I certainly hadn’t associated Ukraine with jazz before I arrived, but after several swinging weekends at 32 Jazz Club, I’ve changed my tune.

You don’t need the A-train

Just over a month ago a good Ukrainian friend of mine told me about a club she’d heard of from some colleagues. It turns out that 32 Jazz Club is a short walk from my hotel so I decided to investigate, much to the chagrin of my friend who left Kyiv before being able to go herself.

The club is an absolutely perfect place to watch live music, especially jazz. Cozy and intimate, the room hosts three shows a week on Wednesday, Friday and Saturday nights. A small stage is fronted by twenty candlelit tables and the show starts at 6 pm sharp and ends at 8:00. Why only two hours? To give staff and patrons time to get safely home before the 11 pm Kyiv curfew.
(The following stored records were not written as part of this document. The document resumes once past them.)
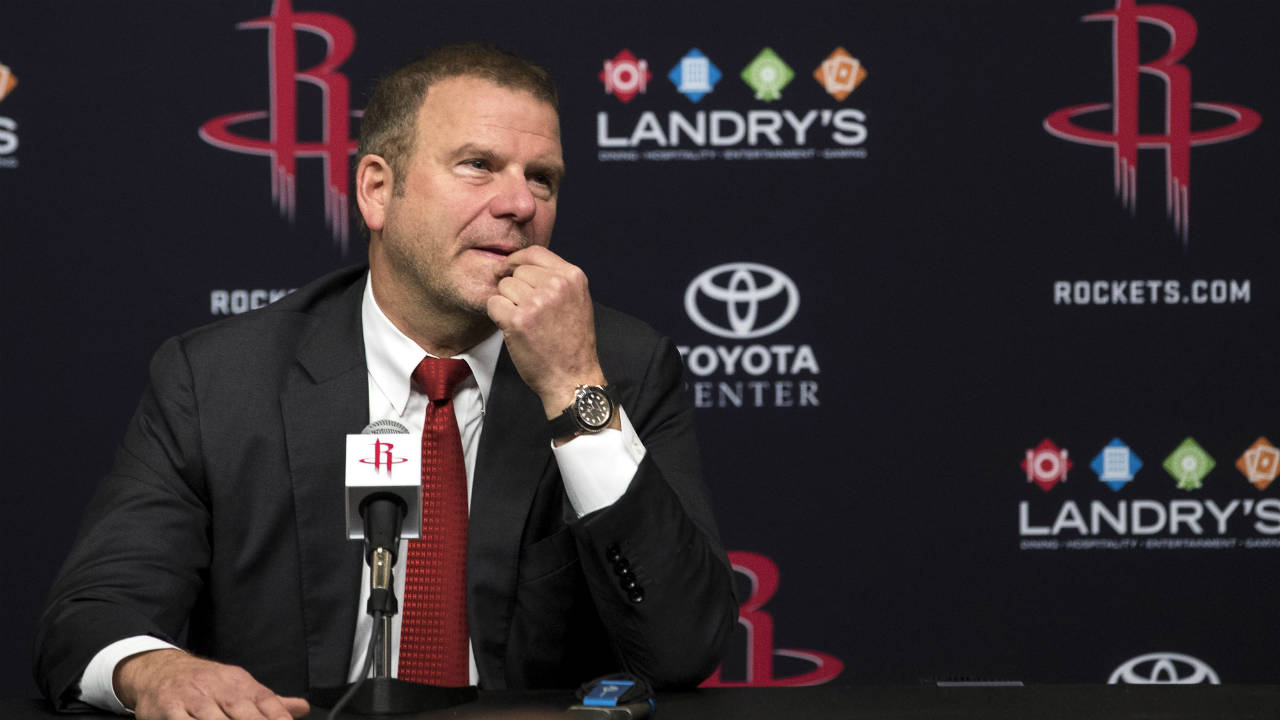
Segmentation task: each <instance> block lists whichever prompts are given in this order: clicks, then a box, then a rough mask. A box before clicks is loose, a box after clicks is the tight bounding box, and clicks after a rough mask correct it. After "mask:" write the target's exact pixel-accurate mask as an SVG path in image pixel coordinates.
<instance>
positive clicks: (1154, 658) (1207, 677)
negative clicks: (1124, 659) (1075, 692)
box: [1107, 652, 1219, 685]
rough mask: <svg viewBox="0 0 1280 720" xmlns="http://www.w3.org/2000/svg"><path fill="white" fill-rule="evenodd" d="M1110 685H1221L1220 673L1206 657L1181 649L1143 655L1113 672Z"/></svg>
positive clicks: (1157, 652) (1148, 653)
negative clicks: (1198, 658)
mask: <svg viewBox="0 0 1280 720" xmlns="http://www.w3.org/2000/svg"><path fill="white" fill-rule="evenodd" d="M1107 683H1108V684H1112V685H1115V684H1124V685H1196V684H1199V683H1208V684H1211V685H1216V684H1219V682H1217V673H1215V671H1213V669H1212V667H1210V666H1208V665H1206V664H1204V661H1203V660H1199V659H1196V657H1192V656H1189V655H1183V653H1180V652H1149V653H1147V655H1139V656H1138V657H1134V659H1133V660H1130V661H1128V662H1125V664H1124V665H1121V666H1119V667H1116V671H1115V673H1112V674H1111V679H1110V680H1107Z"/></svg>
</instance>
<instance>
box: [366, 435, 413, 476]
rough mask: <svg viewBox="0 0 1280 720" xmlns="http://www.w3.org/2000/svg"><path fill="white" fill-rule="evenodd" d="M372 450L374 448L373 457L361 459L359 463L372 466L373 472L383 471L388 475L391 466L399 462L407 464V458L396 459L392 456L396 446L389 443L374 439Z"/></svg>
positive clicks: (398, 463) (407, 457)
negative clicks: (384, 471) (373, 454)
mask: <svg viewBox="0 0 1280 720" xmlns="http://www.w3.org/2000/svg"><path fill="white" fill-rule="evenodd" d="M372 448H374V456H372V457H361V459H360V461H361V462H364V464H366V465H372V466H374V470H378V471H385V473H387V474H388V475H390V474H392V466H394V465H399V464H401V462H408V457H397V456H394V455H392V450H394V448H396V446H394V445H392V443H389V442H383V441H381V439H375V441H374V445H372Z"/></svg>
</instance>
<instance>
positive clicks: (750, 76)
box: [741, 47, 796, 102]
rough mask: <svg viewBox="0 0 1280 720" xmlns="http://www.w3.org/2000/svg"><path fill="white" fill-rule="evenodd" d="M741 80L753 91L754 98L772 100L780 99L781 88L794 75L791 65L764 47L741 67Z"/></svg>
mask: <svg viewBox="0 0 1280 720" xmlns="http://www.w3.org/2000/svg"><path fill="white" fill-rule="evenodd" d="M741 77H742V82H745V83H746V85H749V86H750V87H751V90H754V91H755V99H756V100H764V101H765V102H772V101H774V100H781V99H782V88H783V87H786V86H787V83H790V82H791V81H792V79H794V78H795V77H796V74H795V72H792V70H791V67H790V65H787V64H786V63H783V61H782V58H778V54H777V53H774V51H773V50H772V49H769V47H765V49H764V50H760V54H759V55H756V56H755V59H754V60H751V63H750V64H749V65H746V67H745V68H742V76H741Z"/></svg>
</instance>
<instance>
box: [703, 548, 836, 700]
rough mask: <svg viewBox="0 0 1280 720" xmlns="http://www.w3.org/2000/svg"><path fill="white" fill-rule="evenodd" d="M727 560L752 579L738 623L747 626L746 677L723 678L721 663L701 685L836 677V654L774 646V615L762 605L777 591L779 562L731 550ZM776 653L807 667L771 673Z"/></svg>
mask: <svg viewBox="0 0 1280 720" xmlns="http://www.w3.org/2000/svg"><path fill="white" fill-rule="evenodd" d="M728 561H730V564H731V565H732V566H733V571H736V573H740V574H742V575H745V577H746V578H748V579H749V580H750V582H751V592H750V596H749V597H748V598H746V600H745V601H742V605H741V607H740V609H739V616H737V618H739V619H737V621H739V624H740V625H741V626H742V628H744V629H745V630H746V647H745V651H746V657H745V665H746V679H745V680H726V679H724V678H723V674H724V673H723V669H724V667H723V665H722V666H721V667H717V669H716V673H713V674H712V676H710V678H708V679H707V680H705V682H703V684H701V687H704V688H736V687H748V685H751V687H774V688H778V687H805V685H820V684H823V683H829V682H832V680H835V679H836V678H837V676H838V675H840V674H841V673H842V671H844V670H845V664H844V662H841V661H840V659H838V657H836V656H833V655H828V653H826V652H819V651H817V650H778V648H774V647H773V616H772V615H769V614H768V612H765V611H764V606H765V605H767V603H768V602H769V600H771V598H772V597H773V593H776V592H778V584H780V575H778V566H777V565H776V564H774V562H773V561H772V560H769V559H768V557H765V556H763V555H759V553H755V552H730V553H728ZM777 657H786V659H790V660H797V661H800V664H804V665H808V666H809V669H808V671H804V673H800V674H797V675H785V676H781V678H780V676H777V675H774V665H773V661H774V659H777Z"/></svg>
Music makes the world go ’round

The bands range from a rockabilly group lead by a twangy guitarist with a voice similar to Brian Setzer of the Stray Cats, to a quartet with an incredible alto saxophonist belting out Coltrane compostitions. Another group, Blowin’ like Hell, is led by a harmonica player backed by eleven top-notch musicians.

The bands have one thing in common however. They’re all comprised of a frontman or woman, backed by stand-in musicians. Unfortunately, live music is also a war victim as many of groups have lost members who joined the military to fight for Ukraine’s freedom.

I’ve now been to the club five times and have seen many recycled band members playing new tunes and styles they’d just learned. It’s a testament to the incredible talent these musicians possess that they’re able to play multiple genres with revolving bandmates, yet still swing like they’re bopping at Birdland in NYC.

Every week there are three new bands performing and every show is sold out. No matter how tough life gets during wartime, music always soothes and inspires. The fact that jazz is alive and well in Kyiv is yet another reason to support the brave people and musicians of Ukraine fighting to preserve their human right to live and play.